Piekeren over zelfdoding. Een stapsgewijze methode om minder last te hebben van gedachten over zelfdoding
Jaarlijks denken ruim 450.000 mensen in Nederland aan zelfdoding, doen 99.600 mensen een poging tot zelfdoding en zijn er 1500 die zich suïcideren. Deze opmerking in het voorwoord benadrukt gelijk het belang van dit hulpboek. De auteurs beschrijven ook duidelijk voor wie het bedoeld is: iedereen die aan zelfdoding denkt.
De methode die zij behandelen, is ingedeeld in een zes weken durend oefenprogramma, waarbij de lezer per week een thema rondom suïcidale gedachten krijgt om mee te oefenen. De kern van de methode is erop gericht dat suïcidaliteit een piekerprobleem is en dat je in zes weken over deze gedachten, dit piekeren, controle kan krijgen.
De thema’s van de weken zijn achtereenvolgens: denken aan zelfdoding, omgaan met hevige gevoelens en crisis, automatische gedachten, denkgewoonten, anders leren denken en omgaan met toekomstige tegenslagen. Elke week wordt systematisch behandeld middels een uitleg over de terminologie, een weekopdracht en oefeningen.
Hierna volgen er nog drie hoofdstukken. Het eerste gaat dieper in op voorbeelden van hardnekkige gedachten, die steeds met een uitdaging en alternatieven worden behandeld. Vervolgens zijn er nog twee hoofdstukken die stilstaan bij informatie voor familie en vrienden en hulpverleners. Belangrijk bij de informatie aan familie en vrienden is niet alleen de uitleg over gedachten aan zelfdoding, maar ook de boodschap om in gesprek te blijven met je dierbare en goed te letten op jezelf. In het hoofdstuk voor hulpverleners wordt een aantal termen nader besproken en uitgelegd.
Tijdens het lezen van dit boek heb ik mij steeds als hulpverlener proberen voor te stellen hoe het zou zijn om het in de praktijk te gebruiken. Een aantal kenmerken maakt dat het in mijn ogen goed bruikbaar is: de weekopdrachten zijn niet te lang of te ingewikkeld, alles wordt systematisch en duidelijk aangepakt en er is ruime mogelijkheid tot feedback, met name door de checklist, de oefeningen en gebruik van de veelgestelde vragen en antwoorden.

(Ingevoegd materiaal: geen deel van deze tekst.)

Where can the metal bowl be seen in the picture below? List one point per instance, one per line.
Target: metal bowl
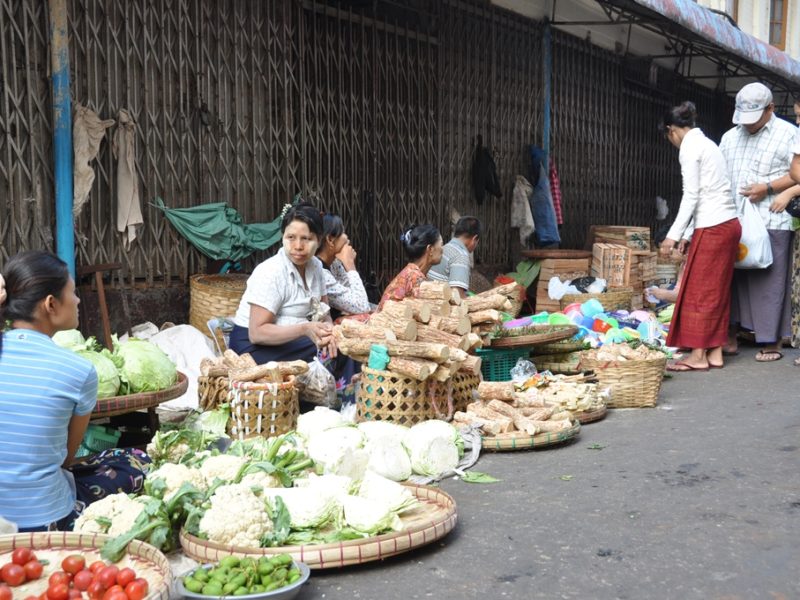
(285, 593)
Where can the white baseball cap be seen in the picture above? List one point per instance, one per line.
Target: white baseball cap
(751, 101)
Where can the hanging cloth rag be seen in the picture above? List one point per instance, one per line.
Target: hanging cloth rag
(521, 211)
(544, 215)
(217, 230)
(484, 173)
(129, 211)
(555, 192)
(88, 130)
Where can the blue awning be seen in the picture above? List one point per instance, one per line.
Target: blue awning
(717, 30)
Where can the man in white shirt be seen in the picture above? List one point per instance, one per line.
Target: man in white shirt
(758, 153)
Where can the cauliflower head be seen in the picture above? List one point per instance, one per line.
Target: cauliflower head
(175, 475)
(223, 466)
(119, 509)
(237, 517)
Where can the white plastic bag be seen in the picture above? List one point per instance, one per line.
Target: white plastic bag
(755, 250)
(319, 386)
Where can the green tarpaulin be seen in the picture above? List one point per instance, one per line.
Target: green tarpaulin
(218, 232)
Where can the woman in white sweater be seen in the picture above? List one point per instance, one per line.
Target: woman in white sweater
(708, 218)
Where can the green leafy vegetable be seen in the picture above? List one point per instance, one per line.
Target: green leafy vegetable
(478, 477)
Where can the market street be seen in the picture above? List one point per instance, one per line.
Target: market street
(698, 498)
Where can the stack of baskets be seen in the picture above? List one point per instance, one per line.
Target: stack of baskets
(631, 383)
(562, 357)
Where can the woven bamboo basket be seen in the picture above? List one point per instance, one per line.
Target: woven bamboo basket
(564, 364)
(212, 391)
(265, 409)
(387, 396)
(613, 299)
(434, 518)
(55, 546)
(519, 440)
(213, 296)
(560, 347)
(121, 405)
(632, 384)
(453, 395)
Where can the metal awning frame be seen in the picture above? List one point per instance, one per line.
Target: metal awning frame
(684, 45)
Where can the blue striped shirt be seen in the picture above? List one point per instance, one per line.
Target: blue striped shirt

Het boek is volgens mij een goede aanvulling op de behandeling en begeleiding voor mensen met deze problematiek en het handige is dat je niet het hele boek hoeft te volgen, onderdelen ervan zijn voor mij als hulpverlener ook goed bruikbaar in de praktijk! Uiteraard is het het beste om het complete hulpboek door te werken waarbij het mij het handigst lijkt dat hulpverlener en cliënt dat samen doen. In die zin gaat niets boven een goed gesprek en auteurs geven met dit hulpboek hier goede handvatten voor.